Rice University psychologist Simon Fischer-Baum has won a coveted National Science Foundation (NSF) CAREER Award, which includes a five-year grant that will support his research on understanding the brain processes involved when people read written words. The knowledge gained from this project could impact the understanding of people with learning disabilities, such as dyslexia, and help in the treatment of brain injuries.
CAREER Awards are among the NSF’s most competitive honors, and fewer than 400 are given in a typical year. According to the foundation, they are given in “support of junior faculty who exemplify the role of teacher-scholars through outstanding research, excellent education and the integration of education and research within the context of the mission of their organizations.”
“I am very honored to receive this award,” said Fischer-Baum, who is an assistant professor of psychology in Rice’s School of Social Sciences. “I’m very excited about this project. I think the new techniques that we are developing in the lab are very promising and I look forward to seeing the ways that they will impact the lives of individuals with reading difficulties.”
A member of Rice’s faculty since 2013, Fischer-Baum focuses his research on written and spoken language processing, short-term memory and cognitive neuropsychology.
Fischer-Baum said that over the years, significant advancements have been achieved in the understanding of how people read words — both in terms of building computer models of how people read and in understanding the neural basis of reading. He said the goal of his project is to link these computational and cognitive neuroscience approaches by using brain activity data from neuroimaging studies to answer some fundamental questions about how people read.
Over the course of the study, Fischer-Baum will try to answer the following questions:
- What code does the brain use to recognize written words?

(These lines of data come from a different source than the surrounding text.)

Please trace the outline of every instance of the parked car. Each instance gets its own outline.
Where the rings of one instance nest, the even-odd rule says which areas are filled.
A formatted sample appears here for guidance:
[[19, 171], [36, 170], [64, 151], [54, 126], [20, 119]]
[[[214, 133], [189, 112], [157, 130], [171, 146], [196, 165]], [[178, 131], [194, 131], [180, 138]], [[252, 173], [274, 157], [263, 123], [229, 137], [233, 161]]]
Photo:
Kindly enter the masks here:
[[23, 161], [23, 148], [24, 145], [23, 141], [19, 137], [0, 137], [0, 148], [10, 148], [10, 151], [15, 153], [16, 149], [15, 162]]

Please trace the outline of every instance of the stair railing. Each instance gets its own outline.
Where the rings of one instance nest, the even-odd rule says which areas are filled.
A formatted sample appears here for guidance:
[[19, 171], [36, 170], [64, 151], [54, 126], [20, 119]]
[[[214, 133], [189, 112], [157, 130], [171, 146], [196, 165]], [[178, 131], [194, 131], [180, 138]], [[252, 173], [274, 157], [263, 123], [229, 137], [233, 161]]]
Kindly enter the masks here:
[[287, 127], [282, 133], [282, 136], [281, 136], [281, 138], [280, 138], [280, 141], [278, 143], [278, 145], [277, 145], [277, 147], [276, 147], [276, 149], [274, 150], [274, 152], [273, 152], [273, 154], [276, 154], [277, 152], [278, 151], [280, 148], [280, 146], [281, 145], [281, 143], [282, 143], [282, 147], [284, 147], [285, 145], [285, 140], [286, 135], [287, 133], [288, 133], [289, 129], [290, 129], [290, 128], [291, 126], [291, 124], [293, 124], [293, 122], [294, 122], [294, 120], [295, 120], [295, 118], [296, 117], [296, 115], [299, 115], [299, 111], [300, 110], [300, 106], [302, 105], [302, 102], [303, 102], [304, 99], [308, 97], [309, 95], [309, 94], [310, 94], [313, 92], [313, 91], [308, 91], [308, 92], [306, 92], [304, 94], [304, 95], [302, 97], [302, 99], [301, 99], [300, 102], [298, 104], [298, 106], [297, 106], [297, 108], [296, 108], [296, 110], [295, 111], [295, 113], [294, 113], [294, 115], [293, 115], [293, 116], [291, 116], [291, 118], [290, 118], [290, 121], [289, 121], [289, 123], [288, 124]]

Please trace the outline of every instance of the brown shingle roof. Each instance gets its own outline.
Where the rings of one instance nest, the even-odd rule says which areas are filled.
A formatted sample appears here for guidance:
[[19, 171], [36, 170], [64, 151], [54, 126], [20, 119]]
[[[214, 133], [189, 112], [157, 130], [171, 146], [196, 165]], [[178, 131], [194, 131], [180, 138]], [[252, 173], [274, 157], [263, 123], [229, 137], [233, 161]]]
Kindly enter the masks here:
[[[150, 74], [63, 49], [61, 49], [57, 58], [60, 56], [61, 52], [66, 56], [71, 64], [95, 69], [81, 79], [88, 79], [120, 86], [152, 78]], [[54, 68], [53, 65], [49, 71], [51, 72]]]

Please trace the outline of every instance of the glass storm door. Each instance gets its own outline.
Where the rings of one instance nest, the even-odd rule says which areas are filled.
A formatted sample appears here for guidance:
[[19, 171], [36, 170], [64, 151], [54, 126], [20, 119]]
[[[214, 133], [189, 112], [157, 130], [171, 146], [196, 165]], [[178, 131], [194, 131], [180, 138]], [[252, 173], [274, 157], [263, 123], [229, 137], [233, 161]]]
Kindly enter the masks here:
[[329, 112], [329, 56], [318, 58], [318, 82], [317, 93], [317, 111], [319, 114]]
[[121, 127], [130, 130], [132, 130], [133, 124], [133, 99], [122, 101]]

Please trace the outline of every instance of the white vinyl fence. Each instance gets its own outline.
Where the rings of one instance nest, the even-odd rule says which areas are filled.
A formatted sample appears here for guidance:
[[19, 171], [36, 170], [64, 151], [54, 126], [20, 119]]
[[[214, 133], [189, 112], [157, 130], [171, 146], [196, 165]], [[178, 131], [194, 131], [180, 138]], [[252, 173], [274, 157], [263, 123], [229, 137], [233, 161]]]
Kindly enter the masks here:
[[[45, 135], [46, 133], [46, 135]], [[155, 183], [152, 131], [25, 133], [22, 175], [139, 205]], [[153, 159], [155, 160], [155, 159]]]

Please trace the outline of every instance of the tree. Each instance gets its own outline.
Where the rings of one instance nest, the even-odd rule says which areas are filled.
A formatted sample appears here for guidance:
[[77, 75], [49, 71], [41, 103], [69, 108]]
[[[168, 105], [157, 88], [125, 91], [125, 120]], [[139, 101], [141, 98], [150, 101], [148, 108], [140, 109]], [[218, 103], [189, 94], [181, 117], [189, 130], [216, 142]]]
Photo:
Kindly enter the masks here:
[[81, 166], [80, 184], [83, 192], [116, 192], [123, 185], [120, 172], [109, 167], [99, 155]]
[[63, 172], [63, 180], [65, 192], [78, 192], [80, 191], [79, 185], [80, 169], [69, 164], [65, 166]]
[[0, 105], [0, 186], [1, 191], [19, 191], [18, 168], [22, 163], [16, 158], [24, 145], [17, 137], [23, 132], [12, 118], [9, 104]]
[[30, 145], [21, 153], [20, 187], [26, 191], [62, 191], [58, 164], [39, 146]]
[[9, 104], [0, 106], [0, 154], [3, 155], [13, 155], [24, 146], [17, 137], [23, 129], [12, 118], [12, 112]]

- How do individuals differ in how they process written words?
- Do people read words differently depending on the context in which the words are read?
Fischer-Baum wants to develop a neurocognitive theory of reading that can provide important insights into how people read words. This will potentially inform literacy education, the treatment of learning disabilities or the remediation of language loss after brain injury, he said.
“Written language was invented too recently for our brains to have evolved to have special mechanisms for reading and writing,” Fischer-Baum said. “Yet literacy is so essential in contemporary society. Understanding how we accomplish this culturally transmitted skill of reading, both from a neural and computational perspective, can provide insights into how brains change with experience and provide a framework for understanding why written words are hard for some people to process.”
An educational component of the project will develop new approaches to teaching students from high school, through college and into graduate school how to think about the relationship between brain data and theories about mental processes.
“Cognitive neuroscience and computational modeling have both provided important insights into reading, but these two research traditions have been pretty independent,” Fischer-Baum said. “The main goal of the project is to bridge these two approaches, hopefully building better theories that are informed by more sources of evidence.”